What I learned this week: 18/2015

This was a very busy week, co-organising a workshop, travelling and then an extended weekend.

Statistics, Probability, Machine Learning, Data Science

Xgboost

I played with Xgboost, a parallelized gradient boosting machine implementation. I managed to install it on both a Windows and a Linux machine and it really is fast. I didn’t test it yet directly against the standard GBM implementation so I can’t say if the advantage is purely speed (claim is up to 20x) or if you can get extra predictive power per computational cycle.

Kaggle

After following the fora since quite some time I decided to actually try it (made just 2 submissions on 1 competition). I don’t expect it to use it competitively, and it is definitely a bit of stylized/artificial approach to data analysis/machine learning, but I think it is an interesting endeavor.

It is a martial arts kata excercise to the dirty, non-linear street fighting of the day-to-day data science. Where, as you know, street fighting is 50% of knowing when to avoid fight, 10% actual fight and 40% administration and sitting in meeting. Wait, somehow my metaphor broke.

Kaggle Higgs boson search post-mortem

Read up mostly Motl’s point of view (1,2, and the xgboost solution 3) and the Kaggle forum. Turned out to be a bit less interesting and enlightening than I thought, but it fit with the xgboost theme of the week.

General Science / Misc.

ER = EPR? 

Quanta has a series on recent developments here: 1, 2, 3. Being a total dilettante, but this just feels so very right. God knows, I’ve been in the past excited about many results, that then just went away. But this time it is different (I always say that…). The firewall problem was just a precursor, this is the real deal.

The quantum entanglement wormhole octopus is my new favourite animal.

So you want to be a consultant…?

Excellent article. Focused on freelence IT, but it is interesting also for other areas. And even if you don’t want to be a freelance consultant.

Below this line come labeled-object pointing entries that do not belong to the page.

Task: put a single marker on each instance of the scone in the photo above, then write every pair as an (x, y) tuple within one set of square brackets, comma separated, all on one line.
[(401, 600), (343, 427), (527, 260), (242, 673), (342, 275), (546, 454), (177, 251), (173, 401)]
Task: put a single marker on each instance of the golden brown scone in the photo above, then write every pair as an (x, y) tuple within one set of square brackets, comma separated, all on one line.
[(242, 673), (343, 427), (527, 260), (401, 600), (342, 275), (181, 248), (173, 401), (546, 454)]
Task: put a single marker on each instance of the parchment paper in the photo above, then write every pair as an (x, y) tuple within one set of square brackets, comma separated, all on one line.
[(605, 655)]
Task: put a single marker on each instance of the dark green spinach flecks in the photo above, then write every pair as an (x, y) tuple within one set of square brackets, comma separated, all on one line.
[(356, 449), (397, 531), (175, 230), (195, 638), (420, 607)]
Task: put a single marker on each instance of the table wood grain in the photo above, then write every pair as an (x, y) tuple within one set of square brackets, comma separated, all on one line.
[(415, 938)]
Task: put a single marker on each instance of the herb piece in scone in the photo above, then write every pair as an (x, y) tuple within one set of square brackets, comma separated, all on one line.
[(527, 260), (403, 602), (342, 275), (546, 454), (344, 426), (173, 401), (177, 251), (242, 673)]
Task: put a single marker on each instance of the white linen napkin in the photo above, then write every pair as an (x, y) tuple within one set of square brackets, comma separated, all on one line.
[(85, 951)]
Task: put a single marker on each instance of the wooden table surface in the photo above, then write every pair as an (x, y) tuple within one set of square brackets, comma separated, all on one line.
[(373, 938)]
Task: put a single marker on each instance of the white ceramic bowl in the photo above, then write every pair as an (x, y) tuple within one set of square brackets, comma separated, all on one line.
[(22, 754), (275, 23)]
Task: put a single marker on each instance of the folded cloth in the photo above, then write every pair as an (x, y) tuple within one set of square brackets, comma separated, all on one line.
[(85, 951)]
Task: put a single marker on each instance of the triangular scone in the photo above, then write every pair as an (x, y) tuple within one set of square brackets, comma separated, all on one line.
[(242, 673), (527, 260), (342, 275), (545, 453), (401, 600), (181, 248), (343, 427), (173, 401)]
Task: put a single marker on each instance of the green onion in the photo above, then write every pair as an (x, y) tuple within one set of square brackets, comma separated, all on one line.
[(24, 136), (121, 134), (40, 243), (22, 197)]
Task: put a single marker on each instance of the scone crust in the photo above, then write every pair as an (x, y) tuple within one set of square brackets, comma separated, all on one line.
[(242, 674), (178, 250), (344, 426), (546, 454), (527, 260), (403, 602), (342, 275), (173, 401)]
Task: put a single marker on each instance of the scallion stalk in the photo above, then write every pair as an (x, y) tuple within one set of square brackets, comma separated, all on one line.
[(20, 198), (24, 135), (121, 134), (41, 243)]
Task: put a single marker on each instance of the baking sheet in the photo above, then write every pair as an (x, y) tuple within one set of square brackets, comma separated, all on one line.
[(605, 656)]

Or a consultant.

The days are long but the decades are short

Sam Altman turns 30. Here is the wisdom from the elder. (The article is alright, it just strikes funny to get a life advice from a 30 year old).

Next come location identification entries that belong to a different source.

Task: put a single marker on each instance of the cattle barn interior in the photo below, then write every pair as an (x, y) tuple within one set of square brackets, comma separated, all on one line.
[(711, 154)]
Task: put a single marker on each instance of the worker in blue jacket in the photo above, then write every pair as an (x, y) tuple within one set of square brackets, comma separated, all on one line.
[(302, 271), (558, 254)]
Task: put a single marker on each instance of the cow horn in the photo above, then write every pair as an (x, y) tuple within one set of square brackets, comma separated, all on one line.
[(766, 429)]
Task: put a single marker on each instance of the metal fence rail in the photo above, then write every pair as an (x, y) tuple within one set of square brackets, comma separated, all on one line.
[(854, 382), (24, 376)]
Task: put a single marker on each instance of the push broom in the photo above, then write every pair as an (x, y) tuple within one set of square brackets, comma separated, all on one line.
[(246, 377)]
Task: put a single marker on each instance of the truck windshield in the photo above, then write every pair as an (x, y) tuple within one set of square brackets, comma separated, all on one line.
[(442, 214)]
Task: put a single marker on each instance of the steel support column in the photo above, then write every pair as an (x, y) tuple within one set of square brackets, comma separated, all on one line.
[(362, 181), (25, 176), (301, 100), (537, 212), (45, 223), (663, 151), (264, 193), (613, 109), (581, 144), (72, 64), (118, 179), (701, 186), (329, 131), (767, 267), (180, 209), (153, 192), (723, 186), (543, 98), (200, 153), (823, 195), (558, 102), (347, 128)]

Prescriptions, Paradoxes, and Perversities

An alarming analysis by Scott Alexander on the state of pharmaceutical.

Management Myth

An entertaining piece on MBA education and management.

Or: we hope this article will compensate you with a smug feeling of superiority, because although you have the hard science doctorate, we’ll pay far more for the fresh MBA graduate manager :).

Videos / Lectures

The Knowledge – Lewis Dartnell | Authors at Google

  • have his book on my “to read” pile. The talk wants me to move it up in the queue.

Podcasts

Phil Rosenzweig on Leadership, Decisions, and Behavioral Economics

  • Strongly recommended – lot’s of new ways to look at familiar experimental results and their (non) implications in practice. Highlight of the week.

Triple H on Pre-Fight Rituals, Injury Avoidance, and Floyd Mayweather, Jr.

  • after enjoying the Schwarzenegger episode and even (gasp!) the Glen Beck one, I’m hardly surprised about a wrestler coming out as a very reasonable, driven and articulate man. Ferris is an excellent interviewer and his podcast is very good time filler when I’m too tired for other stuff.